Integrate PowerOne with Active Directory

Administrators can integrate PowerOne with a single external Active Directory (AD) service. This integration simplifies PowerOne access management, improves security by reducing identity and authorization silos, and further uses your AD investment.

To integrate with AD, administrators must provide the following details:

Host
Name of the server where active directory service is hosted
Bind DN
Distinguished name (DN) of a user who is authorized to access the contents of the AD tree
Password
Password of the user described by the Bind DN
Users DN
DN describing the entry where the users are located in the directory tree
Groups DN
DN describing the entry where the groups are located in the directory tree (in most cases, Groups DN is the same as the Users DN)

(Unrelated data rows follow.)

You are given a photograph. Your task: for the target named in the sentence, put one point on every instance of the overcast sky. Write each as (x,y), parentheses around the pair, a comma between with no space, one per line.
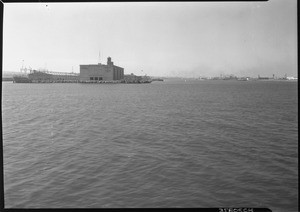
(163,39)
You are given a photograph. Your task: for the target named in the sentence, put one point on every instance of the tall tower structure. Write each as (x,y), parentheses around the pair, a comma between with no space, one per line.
(109,62)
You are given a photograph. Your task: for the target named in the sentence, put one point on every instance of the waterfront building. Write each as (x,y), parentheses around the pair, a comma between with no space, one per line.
(99,72)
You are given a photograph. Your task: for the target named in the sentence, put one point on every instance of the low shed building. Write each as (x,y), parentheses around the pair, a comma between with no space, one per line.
(99,72)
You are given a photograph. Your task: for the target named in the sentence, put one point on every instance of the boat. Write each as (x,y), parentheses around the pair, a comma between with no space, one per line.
(21,79)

Administrators can choose a secured AD connection (LDAP over SSL) or an unsecured connection (LDAP) from Settings > Directory Services page. For a secured connection, the administrator must upload a certificate from the AD host. The certificate must be Base64-encoded. When the administrator uploads the certificate, it is added to the keystore of PowerOne internal authentication service. If an administrator has already uploaded a certificate, a job is initiated and the certificate install option is disabled until the job is completed. The administrator can monitor the job's progress in the Directory Services page or through the entry in the Jobs page. When a certificate upload is in progress, no other Administrator users should attempt to upload a certificate.

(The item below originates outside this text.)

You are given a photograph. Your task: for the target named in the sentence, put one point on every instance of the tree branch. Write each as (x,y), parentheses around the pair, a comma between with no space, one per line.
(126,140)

Administrators can perform a connection test before saving the AD services integration. This connection test is enforced when the administrator performs the integration through PowerOne Navigator. After a successful integration with AD services, administrators can assign roles to groups from the AD service. Use the common name (CN) of a group when defining these role assignments.

These roles control the access of users within the assigned group:

Administrator
Perform all PowerOne operations; view user roles; add, modify, and delete users
Read-Only
View user roles and PowerOne configuration, except for sensitive data
CRG Administrator
Manage CRGs and Platform Controllers; view user roles and PowerOne configuration including component credentials
Security Administrator
Manage component and Platform Controller credentials; view user roles and PowerOne configuration
CRG Automation
Create, modify, and delete CRGs using the PowerOne Controller API; no access to PowerOne Navigator*

*The CRG Automation role is used to manage CRGs through the Controller API but a user with this role does not have permission to access Navigator.

Administrators can update the details of the existing AD services connection. They can perform this connection test with any new values before updating an existing integration. When updating AD service values, Navigator will automatically perform a connection test if the user has not manually performed a successful test.

When an external AD users log in to PowerOne using Navigator or the Controller API, they must use their User Principal Name (UPN) as the username (for example, user@domain). External users must be a member of a group that is assigned to a role in PowerOne to access PowerOne. Local users in PowerOne will continue to have access according to the permissions assigned to them.

When an external AD user is a member of multiple groups and more than one of these groups has a role assigned, it is possible for the user to have multiple roles assigned to them. As a result, the user has the cumulative permissions that are associated with each role.

When the administrator removes the AD service connection, the role assignments associated with remote groups are also removed. The result is that all users in AD are denied access to PowerOne.